JOYCE and Tony Oates bought the attractive print above in the 1980s from an antiques stall in the Mechanics Institute in Skinnergate, Darlington.
It is a very warm Victorian representation of a working class family bringing up their children. The father has put down his newspaper to earnestly instruct his two older children who have come to him after reading a point of interest in a book; the mother and the younger child are valuably at work with needle and thread while the baby sleeps contentedly in the box cot.
The family are poor, but they are well clothed, well fed and warm.
The painting (above) is called The School Board in the Cottage – presumably, through the door, can be seen two members of the school board who are checking up the education is in progress.
It is by Thomas Faed, a Scottish artist noted for his domestic interior paintings which gave the viewer a warm glow rather than confronting them with the reality of grimy, grinding poverty.
The painting was first published in 1893 in The Leisure Hour magazine, which was produced by the Religious Tract Society, an evangelical Christian organisation with close links to nonconformist groups like the Quakers.
After having the print for about 20 years, Joyce and Tony decided it needed reframing, and when the framer took it a part, he discovered what everyone dreams of – a hidden note.
It read: “To Edward Ernest Nicholls from Mrs E Lucas Pease, Christmas 1893, Mowden Hall, Darlington.”
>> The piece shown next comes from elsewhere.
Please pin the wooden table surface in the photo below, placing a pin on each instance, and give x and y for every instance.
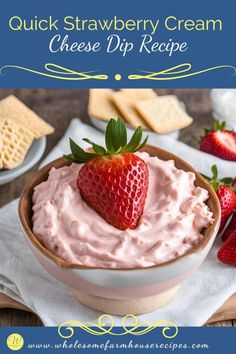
(58, 107)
Edwin Lucas Pease was a director of the Skerne Ironworks on Albert Hill and had been mayor of Darlington in 1875. He had built the Mowden Hall mansion in the 1880s, and in 1889, a few weeks after he had been thrown from his bolting horse outside the King’s Head and knocked unconscious, his horse fell while foxhunting near Piercebridge and rolled on top of him.
Mowden Hall is now Marchbank Free School
He broke six ribs and was carried back to Mowden on a mattress, where he died, aged 50, seven days after the accident.
So at Christmas 1893, Mrs Pease was a widow living at the hall with her son, William Edwin Pease, the chairman of Cleveland Bridge, who in the 1920s would become the town’s MP.
Presumably Edward Ernest Nicholls was one of their employees – can you tell us anymore about him?
With many thanks to Julie Semple for sharing this lovely piece of local history. Her mother, Joyce, died last June, but her father, Tony, 88, still has 130-year-old print.